Why Shouldn’t Debts Be a Lifetime Burden?

Why Shouldn’t Debts Be a Lifetime Burden?

Debt can make your life very difficult. The debt which you might have taken years ago, without thinking about the rate of interest or any other fees, can become a huge financial burden.

Debt can also lead you to bankruptcy. This means that your credit score will suffer for another 7 to 10 years. This report will show on your credit status. It will not allow you get benefits from credit companies.

People even die from the pressure of debt. They leave behind their loved ones to cover the loan amount with the creditor.

Normally, the assets are taken by the creditors in case of a deceased account. The remaining then is given to the beneficiary. But in the case the assets are not enough, the creditor will have to take the burden of selling the assets and recover the debt amount. This is unless there was a guarantor involved, in which case the guarantor should be responsible.

In cases of home loan and mortgages. The debt is not cleared and the person dies, the family of the person has to take over it. The mortgage if they wish to stay, or they will have to sell the house to someone else. This can be done in order to settle the creditor’s loan.

Thus, poor financial planning can put your family in a stressful situation.

Before you give up and never are able to recover from this damage, let’s see what you can do in order to get back on track.
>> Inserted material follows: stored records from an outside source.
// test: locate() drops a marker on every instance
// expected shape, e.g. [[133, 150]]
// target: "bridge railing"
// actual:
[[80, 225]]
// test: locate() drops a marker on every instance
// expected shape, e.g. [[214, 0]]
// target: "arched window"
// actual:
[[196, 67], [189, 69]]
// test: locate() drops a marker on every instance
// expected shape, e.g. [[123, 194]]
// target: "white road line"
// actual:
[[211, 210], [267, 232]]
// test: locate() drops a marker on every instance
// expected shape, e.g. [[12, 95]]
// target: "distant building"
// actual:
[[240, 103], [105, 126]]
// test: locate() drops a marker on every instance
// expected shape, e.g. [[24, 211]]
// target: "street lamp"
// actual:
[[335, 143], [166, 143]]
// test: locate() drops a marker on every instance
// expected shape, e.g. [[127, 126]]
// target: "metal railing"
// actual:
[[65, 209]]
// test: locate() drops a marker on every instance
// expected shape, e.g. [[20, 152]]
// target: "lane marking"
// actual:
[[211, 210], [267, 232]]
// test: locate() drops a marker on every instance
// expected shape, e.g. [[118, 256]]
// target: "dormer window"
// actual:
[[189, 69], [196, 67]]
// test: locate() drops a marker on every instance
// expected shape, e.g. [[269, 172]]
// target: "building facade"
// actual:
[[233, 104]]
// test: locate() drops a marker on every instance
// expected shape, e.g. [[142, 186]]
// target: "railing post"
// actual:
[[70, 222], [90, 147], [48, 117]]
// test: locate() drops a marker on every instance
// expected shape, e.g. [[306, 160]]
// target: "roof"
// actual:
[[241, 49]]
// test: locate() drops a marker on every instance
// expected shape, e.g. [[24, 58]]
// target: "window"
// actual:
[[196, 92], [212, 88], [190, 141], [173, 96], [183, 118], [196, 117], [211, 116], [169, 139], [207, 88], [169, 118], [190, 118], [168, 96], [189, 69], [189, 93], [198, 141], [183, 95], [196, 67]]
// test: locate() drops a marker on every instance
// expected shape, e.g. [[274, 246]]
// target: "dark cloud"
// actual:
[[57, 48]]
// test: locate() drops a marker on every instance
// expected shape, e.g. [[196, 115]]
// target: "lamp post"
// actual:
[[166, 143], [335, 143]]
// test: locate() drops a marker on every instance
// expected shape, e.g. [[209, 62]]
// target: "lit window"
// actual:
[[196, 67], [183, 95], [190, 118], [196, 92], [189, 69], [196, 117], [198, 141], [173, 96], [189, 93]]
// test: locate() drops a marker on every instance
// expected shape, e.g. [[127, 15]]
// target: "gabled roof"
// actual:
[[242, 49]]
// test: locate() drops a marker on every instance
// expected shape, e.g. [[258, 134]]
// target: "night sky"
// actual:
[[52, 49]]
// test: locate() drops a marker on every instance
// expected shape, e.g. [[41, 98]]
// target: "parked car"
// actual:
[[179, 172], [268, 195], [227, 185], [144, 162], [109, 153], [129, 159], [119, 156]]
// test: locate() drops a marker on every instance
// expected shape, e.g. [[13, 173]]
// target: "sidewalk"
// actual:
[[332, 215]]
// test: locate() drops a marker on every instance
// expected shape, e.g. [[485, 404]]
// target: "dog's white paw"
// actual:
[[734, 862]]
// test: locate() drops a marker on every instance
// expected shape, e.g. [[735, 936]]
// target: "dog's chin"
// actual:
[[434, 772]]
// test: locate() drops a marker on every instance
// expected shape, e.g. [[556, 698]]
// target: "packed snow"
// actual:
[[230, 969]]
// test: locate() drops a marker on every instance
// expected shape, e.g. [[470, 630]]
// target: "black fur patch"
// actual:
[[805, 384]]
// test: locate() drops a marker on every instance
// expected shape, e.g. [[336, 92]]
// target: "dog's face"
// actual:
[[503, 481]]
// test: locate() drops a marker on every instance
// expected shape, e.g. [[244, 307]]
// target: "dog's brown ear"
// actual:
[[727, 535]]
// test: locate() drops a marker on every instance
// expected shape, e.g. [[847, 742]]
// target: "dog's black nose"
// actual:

Debt consolidation is a life-saving step you can take in order to settle all your other loans and get a fresh new loan on a lower interest rate in order to clear the unwanted interest you are paying. The banks will offer you a low-interest rate loan to settle all your debt and you just have to pay one single EMI for your entire loan.

Loan for Debt consolidation can be of two types, secured or unsecured. Technically this loan is just like a personal loan, only the banks offers a lower rate of interest because the bank knows that you are going to consolidate all your loans. On a secured loan, you will get an even lower rate of interest and unsecured will have a bit higher rate of interest.

The debt consolidation calculators will help you with the approx. amount you need to lend and how much will you end up paying back. And the procedures for applying for this loan are the same as to get any loan. You just need to request the bank for a debt consolidation. Here are some documents you might require to get a debt consolidation loan.

Documentation required

The documents required in this scenario is the same as any personal loan you would apply. Only in the case of secured loan, they will ask you paperwork for the collateral.

●The document such as Proof of Identification
●Proof of residents
●Proof of income and Bank statement.
●The letter of consent from the debt loan company to allow you to close the loan account prematurely, with or without any penalty charges.

Settling your debts is no easy task. But with the right financial planning and proper steps, it can be done. And the process is sure to relieve the stress for both you and your family.